2003年10月07日 22時17分00秒 | 日々雑感
やっと結婚式に着て行く服が決まった。

一週間くらい前に上下は決まっていたのだけど、中に着るものが決まらなくて。

普段、自分の店でしか洋服は買わない。

でも、こういうときに着る「いい服」って、うちの店にはないのだな。

で、また丸井に行ってつらつら眺めていると店員さんが声をかけてきた。

このつかみが絶妙で、普通「よろしかったら、ご試着下さい」とか

「何かお探しですか」とか「鏡はこちらです」とかでしょ。

それが、わたしがキャミソールを手に取った瞬間、

「どちらが前だか後ろだか、ですよね~」とにこやかに話しかけてきたのだ。

別にそう思って見ていたわけではないのだが、言われてみればそんなデザインだ。

思わず「どちらが前でしょうね」と答えるとテテッとやってきて

この、「テテッと」はポイント高い。

わたしはのろのろ歩く人が嫌いだ。

落ち着いてスタスタ歩くのも良いけれど、お客さんのもとに行くときは小走り、これ大事。

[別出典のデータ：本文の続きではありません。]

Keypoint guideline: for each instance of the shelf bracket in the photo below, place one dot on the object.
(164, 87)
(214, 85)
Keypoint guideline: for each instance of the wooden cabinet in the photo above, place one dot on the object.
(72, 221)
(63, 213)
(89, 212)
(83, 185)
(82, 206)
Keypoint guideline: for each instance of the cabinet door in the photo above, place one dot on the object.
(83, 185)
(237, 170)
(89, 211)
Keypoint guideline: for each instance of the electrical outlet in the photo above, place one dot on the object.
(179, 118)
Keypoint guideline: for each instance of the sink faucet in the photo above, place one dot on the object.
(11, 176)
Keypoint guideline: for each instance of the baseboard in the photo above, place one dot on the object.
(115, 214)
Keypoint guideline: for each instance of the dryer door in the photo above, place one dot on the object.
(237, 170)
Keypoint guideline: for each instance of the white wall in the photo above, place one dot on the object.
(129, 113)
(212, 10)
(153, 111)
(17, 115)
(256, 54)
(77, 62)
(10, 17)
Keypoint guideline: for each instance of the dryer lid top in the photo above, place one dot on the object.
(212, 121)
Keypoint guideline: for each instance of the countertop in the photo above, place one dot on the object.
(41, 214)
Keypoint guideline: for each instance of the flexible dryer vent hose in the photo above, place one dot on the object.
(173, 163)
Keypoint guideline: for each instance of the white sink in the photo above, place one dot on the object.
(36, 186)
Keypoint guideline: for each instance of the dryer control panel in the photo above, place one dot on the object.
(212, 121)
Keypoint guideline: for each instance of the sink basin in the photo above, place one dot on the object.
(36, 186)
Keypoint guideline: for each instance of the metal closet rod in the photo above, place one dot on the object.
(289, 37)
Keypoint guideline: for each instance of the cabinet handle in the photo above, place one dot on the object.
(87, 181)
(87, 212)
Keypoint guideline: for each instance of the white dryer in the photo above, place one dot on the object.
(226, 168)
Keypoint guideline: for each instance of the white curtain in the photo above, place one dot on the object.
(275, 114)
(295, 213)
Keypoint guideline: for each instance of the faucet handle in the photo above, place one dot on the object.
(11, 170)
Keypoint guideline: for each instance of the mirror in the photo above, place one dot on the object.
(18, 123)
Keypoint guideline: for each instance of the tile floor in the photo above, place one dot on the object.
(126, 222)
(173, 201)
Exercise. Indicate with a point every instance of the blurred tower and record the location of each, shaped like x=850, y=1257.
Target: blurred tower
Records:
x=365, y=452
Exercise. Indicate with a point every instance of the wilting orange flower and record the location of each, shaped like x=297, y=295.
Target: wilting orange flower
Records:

美人というより、可愛い感じのその人は「こちらが前ですね」と笑ってみせた。

いい笑顔だ。

結婚式のインナーを探していると伝えると

「どんなお洋服なんですか」

「上下とも黒で上はフリフリのボレロ、下はパンツです」

彼女はハッと閃いた顔になり「ちょっとお待ち下さい」と言うや否や

奥から小走りで、まだ袋に入ったままの商品を持ってきた。

中から出てきたのは黒い半袖。

袖の部分がレースになっていて、いかにもわたし好み。

いい感じに紫の花柄が織り込まれていてオリエンタルな感じもわたし好み。

手触りの良い生地は、アセテート。

いいなと思ったが、設定していた値段より少し高い。

うーん。

彼女はわたしが気に入ったのを察知し、嬉々としてアクセサリーなど合わせ始める。

それも可愛い。

ただ、着た感じがよく分からないなと考えていると

「何か気にかかることがございますか」と言う。

気に入った様子なのに悩んでいるのはなぜかと遠まわしに尋ねているのだ。

値段のことはちょっと伏せて、着た感じがちょっとどうかなと言ってみた。

かぶりものだし試着はできないと思っていたのだ。

しかし彼女は「気付かなくてすみませんでした。どうぞ、ご試着下さい」

不織布の使い捨ての袋が手渡された。

ははあ、これは便利。うちの店でもこういうの使えばいいんだよな。

しょっちゅう、ファンデーション付けられて騒いでるんだから。

で、着てみるとまあまあいい感じだった。

しかし・・・

まだ迷うわたしに店員さんが

「他になにか気にかかることが?」

うーん、言いづらいが言ってしまおう。

「他の店にもいいものがあるかなって。ごめんなさいね」

「もっともでございます。どうぞ、よそもごらん下さいませ」

先ほど取り置きは出来ないと彼女は言ったのだが

「一時間ほど取り置きさせて頂きます。ただ、ご不要なときは一言お声をかけて下さいませ」

いってらっしゃいませと見送られてとりあえずその店を離れた。

また別の店に入り、店員さんとあれこれ。

ああ、だんだん疲れてきた。

わたしはええかっこしいなので、誰かと一緒の時には優柔不断のそぶりも見せないが

一人だとひどく迷うのだ。

丸井の近くには駅ビルもあり、そこにも店がいっぱいある。

わたしは丸井を出て駅ビルに向かった。

ふと入った店で、なんだかいい感じのノースリーブを見つけた。

胸元にきれいなドレープが寄っていて袖ぐりに細かなレース、素材はベルベット風。

裾にもオーガンジーのようなレース、ありそうでないデザイン。

「着てご覧になりますか?」

あ、これも着られるんだ。

この店員さんは、ちょっとくだけた感じだが笑顔はいい。

どんなに商品が気に入っても店員が気に入らなかったら絶対に買わない。

反対に、どうしようかなと思っているときに感じよく接客されると買っちゃったりする。

着てみるとすごくいい感じ。

即決。

ああ、ごめん、さっきの店員さん。

とりあえず戻ってキャンセルしに行くと、休憩中で、さっきの彼女はいなかった。

店長らしき人に用件を伝え、ちょっとホッとしたけどなんだか悪い気もして。

あのネックレスだけでも買おうかな。